Мистер Пинч кивнул в знак полного согласия.

– Она всегда будет с вами добра и ласкова и всегда рада вас видеть, – сказал Мартин, – а когда она узнает хорошенько, что вы за человек (что будет очень скоро), она нарочно станет давать вам всякие поручения и просить, чтобы вы оказывали ей маленькие услуги, зная, что вы сами рветесь их оказывать; и, стараясь доставить вам удовольствие, будет делать вид, что это вы ей доставили удовольствие. Она к вам ужасно привяжется, Том, и будет понимать вас гораздо лучше, чем я; и часто будет говорить. Это уж я наверно знаю, какой вы кроткий, безобидный, добрый и ко всем благожелательный человек.
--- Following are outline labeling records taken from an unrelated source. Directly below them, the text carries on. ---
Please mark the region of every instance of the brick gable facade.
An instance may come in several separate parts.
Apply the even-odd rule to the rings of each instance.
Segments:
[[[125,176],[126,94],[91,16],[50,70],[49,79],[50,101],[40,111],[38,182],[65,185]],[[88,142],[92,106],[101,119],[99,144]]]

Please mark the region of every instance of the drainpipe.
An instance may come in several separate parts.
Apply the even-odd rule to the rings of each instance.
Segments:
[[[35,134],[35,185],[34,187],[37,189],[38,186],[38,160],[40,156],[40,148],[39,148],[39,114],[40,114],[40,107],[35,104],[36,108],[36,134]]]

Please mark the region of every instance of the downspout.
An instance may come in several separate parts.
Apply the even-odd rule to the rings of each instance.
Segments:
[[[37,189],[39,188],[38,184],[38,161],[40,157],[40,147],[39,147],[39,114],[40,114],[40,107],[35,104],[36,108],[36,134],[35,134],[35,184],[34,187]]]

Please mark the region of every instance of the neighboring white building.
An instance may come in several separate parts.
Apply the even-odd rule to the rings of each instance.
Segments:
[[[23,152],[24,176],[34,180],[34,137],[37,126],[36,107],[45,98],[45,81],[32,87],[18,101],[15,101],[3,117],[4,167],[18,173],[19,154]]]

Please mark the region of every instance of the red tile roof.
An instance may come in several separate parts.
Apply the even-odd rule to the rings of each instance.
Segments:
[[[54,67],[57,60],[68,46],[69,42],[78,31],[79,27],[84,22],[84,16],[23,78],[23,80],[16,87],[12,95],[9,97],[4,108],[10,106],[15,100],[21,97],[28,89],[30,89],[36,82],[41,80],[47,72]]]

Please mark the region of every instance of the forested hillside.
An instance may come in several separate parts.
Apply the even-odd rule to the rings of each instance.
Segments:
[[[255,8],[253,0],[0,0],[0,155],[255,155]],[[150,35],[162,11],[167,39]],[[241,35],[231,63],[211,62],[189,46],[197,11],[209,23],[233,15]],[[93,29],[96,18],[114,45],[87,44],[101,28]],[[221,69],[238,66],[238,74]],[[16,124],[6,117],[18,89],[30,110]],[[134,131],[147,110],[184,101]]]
Как притих бедный Том Пипч!

– В память старых времен, – продолжал Мартин, – и в память того, как она слушала вашу игру в этой затхлой маленькой церковке – да еще безвозмездную, – у нас в доме тоже будет орган. Я выстрою концертный зал по собственному плану, и орган будет выглядеть совсем неплохо в глубине зала. И вы будете играть на нем, сколько сами захотите, а так как вам нравится играть в темноте, там будет темно; и летними вечерами мы с ней будем сидеть и слушать вас, Том, вот увидите.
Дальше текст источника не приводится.